Fairfax County community members remembered those who lost their lives during the tragic events of Sept. 11, 2001 in a ceremony Tuesday morning.
During the hour-long memorial event, attendees – including county employees, public safety personnel and elected officials – heard moving reflections from Board of Supervisors Chairman Sharon Bulova, Fire Chief Ronald Mastin and Police Chief David Rohrer.
“For many of us, Sept. 11 was the day the world changed. It was hard to grasp that America could be the victim of such an attack,” Bulova said as morning sunlight flooded into the forum at Fairfax County Government Center. “Not only did we lose thousands of neighbors, friends and family members that day, America lost a sense of security and safety.”
But Bulova also focused on the unifying bond the tragedy forged in Fairfax County and communities across the nation.
Recalling her morning run on Sept. 12, 2001, she said: “As I ran through the neighborhood, I began to see, house-by-house, people displaying American flags.
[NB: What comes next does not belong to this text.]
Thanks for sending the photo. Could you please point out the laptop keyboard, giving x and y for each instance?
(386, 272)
Flags were also fixed to cars and bridges. By the end of my run, it looked like the Fourth of July, only more so.”
Mastin paid tribute to public safety employees who sacrificed their lives at Ground Zero, and to the families of the first responders who were changed forever by the things they saw.
He too noted the tragedy’s unifying effect. “I think if you asked today if we feel like a safer nation, we would say ‘yes,’” he said.
“I hope this anniversary brings back to us not the horror of what happened on that day, but renews the best of what followed,” Bulova said.
The ceremony concluded with Bulova, Mastin and Rohrer laying a wreath in the county’s 9/11 Memorial Garden.